Anmeldungsdatum: 23.08.2003
Beiträge: 91
Wohnort oder Region: Wolpertshausen

Beitrag Verfasst am: 27.08.2005 16:21
Titel: (Draht-)Tonaufzeichnungen?
Antworten mit Zitat

Hallo zusammen,

bei der Lektüre verschiedener Veröffentlichungen (Bücher und Filmaufnahmen) zum Thema fiel mir auf, dass auf Bildern von deutschen Flugabwehrlagezentren u. Funküberwachungsstellen Draht-Tonaufzeichnungsgeräte (Vorläufer der späteren Tonbandgeräte) zu sehen waren, z. B. um eigenen oder feindlichen Funkverkehr mitzuschneiden und später auszuwerten, u. a. zu übersetzen.

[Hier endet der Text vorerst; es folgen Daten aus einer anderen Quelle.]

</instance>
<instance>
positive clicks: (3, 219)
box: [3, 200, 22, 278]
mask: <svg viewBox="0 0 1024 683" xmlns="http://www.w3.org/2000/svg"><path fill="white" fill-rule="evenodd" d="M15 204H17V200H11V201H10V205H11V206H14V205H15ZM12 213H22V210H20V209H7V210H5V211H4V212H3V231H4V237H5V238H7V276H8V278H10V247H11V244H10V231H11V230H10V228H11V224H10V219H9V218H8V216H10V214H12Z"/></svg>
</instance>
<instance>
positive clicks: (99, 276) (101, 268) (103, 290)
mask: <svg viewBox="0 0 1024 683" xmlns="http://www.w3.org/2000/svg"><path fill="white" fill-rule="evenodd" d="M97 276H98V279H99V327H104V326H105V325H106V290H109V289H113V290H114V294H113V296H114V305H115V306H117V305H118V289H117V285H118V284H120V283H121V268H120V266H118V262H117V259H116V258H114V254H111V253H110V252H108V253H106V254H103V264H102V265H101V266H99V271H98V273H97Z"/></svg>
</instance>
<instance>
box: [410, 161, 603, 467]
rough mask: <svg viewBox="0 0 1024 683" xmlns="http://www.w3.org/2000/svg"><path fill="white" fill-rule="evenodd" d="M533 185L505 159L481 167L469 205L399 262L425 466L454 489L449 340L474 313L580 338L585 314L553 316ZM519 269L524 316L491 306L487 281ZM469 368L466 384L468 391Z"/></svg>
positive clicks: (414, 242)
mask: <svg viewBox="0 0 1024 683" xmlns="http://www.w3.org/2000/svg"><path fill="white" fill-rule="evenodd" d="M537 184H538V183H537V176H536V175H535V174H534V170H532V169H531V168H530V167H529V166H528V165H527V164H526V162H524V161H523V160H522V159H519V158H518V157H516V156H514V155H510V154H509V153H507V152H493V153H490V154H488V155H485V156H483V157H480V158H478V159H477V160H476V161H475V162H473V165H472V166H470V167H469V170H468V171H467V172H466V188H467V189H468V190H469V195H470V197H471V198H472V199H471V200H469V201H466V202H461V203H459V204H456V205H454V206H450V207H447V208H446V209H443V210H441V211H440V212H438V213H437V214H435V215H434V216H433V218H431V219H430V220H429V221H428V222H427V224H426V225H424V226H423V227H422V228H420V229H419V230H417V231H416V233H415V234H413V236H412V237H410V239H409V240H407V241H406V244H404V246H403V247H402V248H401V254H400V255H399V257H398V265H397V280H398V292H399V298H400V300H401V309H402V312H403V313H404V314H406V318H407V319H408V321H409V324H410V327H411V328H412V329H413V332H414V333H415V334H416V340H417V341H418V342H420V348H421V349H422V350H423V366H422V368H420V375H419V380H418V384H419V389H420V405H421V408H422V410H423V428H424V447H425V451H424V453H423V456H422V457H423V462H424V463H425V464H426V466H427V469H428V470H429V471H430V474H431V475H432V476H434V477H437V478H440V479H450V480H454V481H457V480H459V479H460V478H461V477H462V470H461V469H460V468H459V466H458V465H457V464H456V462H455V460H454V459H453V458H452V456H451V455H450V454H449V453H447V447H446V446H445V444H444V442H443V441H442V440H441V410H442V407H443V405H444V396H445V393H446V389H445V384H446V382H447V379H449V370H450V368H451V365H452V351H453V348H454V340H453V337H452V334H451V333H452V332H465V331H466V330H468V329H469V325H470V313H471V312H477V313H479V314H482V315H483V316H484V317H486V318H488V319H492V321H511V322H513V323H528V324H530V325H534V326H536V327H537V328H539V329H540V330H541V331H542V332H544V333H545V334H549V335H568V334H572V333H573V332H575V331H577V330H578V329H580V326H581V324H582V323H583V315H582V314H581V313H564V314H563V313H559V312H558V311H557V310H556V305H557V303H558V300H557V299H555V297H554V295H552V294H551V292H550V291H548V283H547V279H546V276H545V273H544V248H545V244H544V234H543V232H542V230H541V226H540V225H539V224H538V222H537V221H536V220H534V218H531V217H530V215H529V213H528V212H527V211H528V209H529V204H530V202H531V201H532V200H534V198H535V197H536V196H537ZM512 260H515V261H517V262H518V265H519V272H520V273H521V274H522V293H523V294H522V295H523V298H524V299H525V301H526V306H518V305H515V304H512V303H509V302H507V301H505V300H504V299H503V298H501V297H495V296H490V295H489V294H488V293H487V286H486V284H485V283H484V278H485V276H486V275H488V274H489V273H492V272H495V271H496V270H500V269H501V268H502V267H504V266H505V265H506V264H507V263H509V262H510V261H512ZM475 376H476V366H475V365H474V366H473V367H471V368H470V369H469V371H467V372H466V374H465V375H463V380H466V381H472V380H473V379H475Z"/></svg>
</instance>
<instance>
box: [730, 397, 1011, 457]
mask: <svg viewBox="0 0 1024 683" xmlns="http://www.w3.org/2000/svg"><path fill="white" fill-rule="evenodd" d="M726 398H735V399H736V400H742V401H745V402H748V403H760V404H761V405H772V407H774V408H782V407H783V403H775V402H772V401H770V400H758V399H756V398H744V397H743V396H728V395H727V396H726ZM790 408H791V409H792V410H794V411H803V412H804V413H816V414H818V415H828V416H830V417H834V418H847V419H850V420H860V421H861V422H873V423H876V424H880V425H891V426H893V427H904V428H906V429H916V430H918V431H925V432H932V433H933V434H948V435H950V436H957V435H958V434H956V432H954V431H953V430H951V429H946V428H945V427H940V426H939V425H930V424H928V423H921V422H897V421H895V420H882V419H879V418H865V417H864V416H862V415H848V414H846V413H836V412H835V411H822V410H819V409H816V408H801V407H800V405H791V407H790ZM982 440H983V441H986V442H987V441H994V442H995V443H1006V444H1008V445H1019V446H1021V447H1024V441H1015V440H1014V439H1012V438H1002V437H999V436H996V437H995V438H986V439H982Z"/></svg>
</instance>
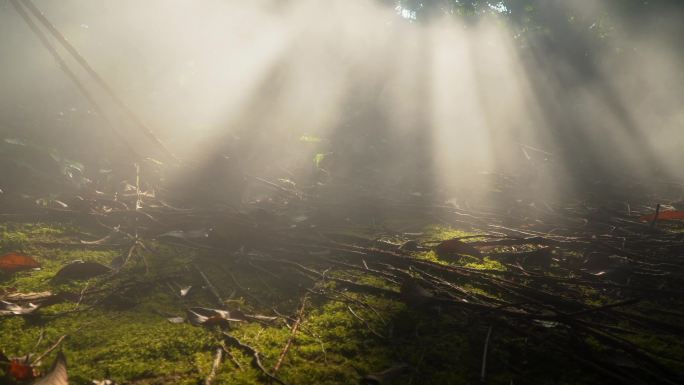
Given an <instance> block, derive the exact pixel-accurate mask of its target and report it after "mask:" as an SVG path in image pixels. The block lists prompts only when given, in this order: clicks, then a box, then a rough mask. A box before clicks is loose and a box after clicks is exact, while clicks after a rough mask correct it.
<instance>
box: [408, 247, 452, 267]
mask: <svg viewBox="0 0 684 385" xmlns="http://www.w3.org/2000/svg"><path fill="white" fill-rule="evenodd" d="M414 257H416V258H418V259H422V260H425V261H430V262H434V263H439V264H440V265H448V262H446V261H445V260H443V259H440V258H439V257H438V256H437V253H436V252H435V251H434V250H428V251H421V252H418V253H415V254H414Z"/></svg>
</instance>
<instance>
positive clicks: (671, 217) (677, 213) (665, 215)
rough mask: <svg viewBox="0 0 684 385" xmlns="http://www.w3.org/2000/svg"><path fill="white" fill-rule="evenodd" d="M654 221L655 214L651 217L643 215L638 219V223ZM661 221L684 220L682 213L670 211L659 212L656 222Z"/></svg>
mask: <svg viewBox="0 0 684 385" xmlns="http://www.w3.org/2000/svg"><path fill="white" fill-rule="evenodd" d="M653 219H655V214H651V215H644V216H643V217H641V218H639V220H640V221H642V222H651V221H653ZM660 219H663V220H673V219H684V211H677V210H670V211H661V212H660V213H659V214H658V220H660Z"/></svg>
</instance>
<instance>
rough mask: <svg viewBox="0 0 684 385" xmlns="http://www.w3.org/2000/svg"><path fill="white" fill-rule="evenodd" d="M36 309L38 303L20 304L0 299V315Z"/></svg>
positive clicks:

Mich interessiert, ob hier jemand weiß, was aus diesen (Draht-)Tonaufzeichnungen geworden ist, d. h. ob diese vernichtet wurden oder ob jemand von Euch in einem (deutschen) Archiv schon einmal solche (Draht)-Tonaufnahmen gesehen oder davon gehört hat. Ich selbst hab' bisher nichts zum Thema gefunden.

Ich hoffe, das Thema ist hier nicht zu abseitig, aber ich denke, es wäre ein interessantes Zeitdokument, mal eine solche Originalaufnahme z. B. des Funkverkehrs eines alliierten Luftangriffs und der deutschen Gegenstellen anzuhören.

Die Drahttonaufnahmen als solches müssten eigentlich relativ lange haltbar sein, meines Wissens werden solche Geräte in moderner Ausführung immer noch zur Cockpit-Stimmenaufzeichnung verwendet, da die Drahttonaufzeichnung im Falle eines Absturzes sehr hitzebeständig sein soll.

Ich bin daher für jede Information zum Thema historische Tonaufzeichnung (nicht nur Drahtton, evtl. auch andere Verfahren) im historischen Zusammenhang mit WK II dankbar.

Viele Grüße vom
Inschenör
_________________
Ich bin stall ein Stolzer zu sein!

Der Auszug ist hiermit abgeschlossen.